Real Estate

Signature Global FY26 Profit Surges to INR 10.9 Billion

Published: 15/05/2026
Author: Fashion Value Chain

Signature Global (India) Ltd. reported a sharp rise in profitability for FY26, with net profit increasing to INR 10.9 billion compared to INR 1.01 billion in FY25, reflecting strong operational performance, improved sales realisation, and continued balance sheet strengthening.

The company’s revenue from operations rose to INR 26.0 billion during FY26, compared to INR 25.0 billion in the previous fiscal year. Signature Global also significantly reduced its net debt by 77% to INR 2.0 billion at the end of FY26, compared to INR 8.8 billion at the end of FY25, marking its lowest debt level to date.

Cash and cash equivalents stood at INR 27.70 billion as of 31 March 2026, providing strong liquidity support for future expansion and strategic growth initiatives. During the year, collections reached INR 40.1 billion.

The company recorded pre-sales of INR 82.5 billion in FY26, supported by sustained demand across its residential portfolio. Average sales realisation increased to INR 15,250 per sq. ft., compared to INR 12,457 per sq. ft. in FY25, driven by stronger demand in premium markets and price appreciation across key regions.

For Q4FY26, Signature Global reported revenue of INR 11.1 billion, compared to INR 5.20 billion in the same period last year, while profit after tax stood at INR 11.5 billion against INR 0.61 billion in Q4FY25.

Commenting on the company’s performance, Mr. Pradeep Kumar Aggarwal, Chairman and Whole-Time Director, said, “FY26 has been a year of steady progress for Signature Global, marked by healthy operational performance and continued balance sheet strengthening. Strong sales realizations and robust collections reflect sustained customer confidence and demand across our key markets.

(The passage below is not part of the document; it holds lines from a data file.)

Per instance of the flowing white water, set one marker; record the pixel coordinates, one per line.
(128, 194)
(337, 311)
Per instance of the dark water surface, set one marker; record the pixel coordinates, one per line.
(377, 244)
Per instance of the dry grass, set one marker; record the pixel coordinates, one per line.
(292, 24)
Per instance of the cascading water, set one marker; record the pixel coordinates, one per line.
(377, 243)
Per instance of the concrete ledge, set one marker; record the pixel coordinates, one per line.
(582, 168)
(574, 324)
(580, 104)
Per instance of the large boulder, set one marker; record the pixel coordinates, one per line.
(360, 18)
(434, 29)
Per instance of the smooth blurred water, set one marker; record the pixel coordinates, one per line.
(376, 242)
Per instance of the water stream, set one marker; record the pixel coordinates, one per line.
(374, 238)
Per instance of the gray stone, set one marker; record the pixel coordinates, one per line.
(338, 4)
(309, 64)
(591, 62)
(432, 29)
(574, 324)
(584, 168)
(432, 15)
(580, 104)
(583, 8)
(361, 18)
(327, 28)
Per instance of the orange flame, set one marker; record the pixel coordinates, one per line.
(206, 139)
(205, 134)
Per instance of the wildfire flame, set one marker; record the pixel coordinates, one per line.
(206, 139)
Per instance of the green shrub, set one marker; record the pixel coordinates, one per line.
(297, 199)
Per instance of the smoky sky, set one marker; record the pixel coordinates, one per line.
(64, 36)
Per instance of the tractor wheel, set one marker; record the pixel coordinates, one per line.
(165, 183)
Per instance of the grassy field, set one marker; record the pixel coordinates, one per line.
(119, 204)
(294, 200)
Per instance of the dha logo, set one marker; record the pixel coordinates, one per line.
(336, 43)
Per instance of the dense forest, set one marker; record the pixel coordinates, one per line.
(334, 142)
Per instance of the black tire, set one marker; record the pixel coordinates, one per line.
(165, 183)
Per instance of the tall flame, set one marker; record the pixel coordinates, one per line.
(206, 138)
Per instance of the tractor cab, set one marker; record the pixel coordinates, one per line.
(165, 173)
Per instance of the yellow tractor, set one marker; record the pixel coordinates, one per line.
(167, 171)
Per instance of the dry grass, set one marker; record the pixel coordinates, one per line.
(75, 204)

During the year, we also expanded our growth horizon through our entry into the commercial real estate segment via a strategic joint venture, which represents an important step in our long-term growth strategy.”

He further added, “Going forward, we remain focused on disciplined execution, prudent financial management, and creating sustainable value for all stakeholders while strengthening our presence in high-growth corridors.”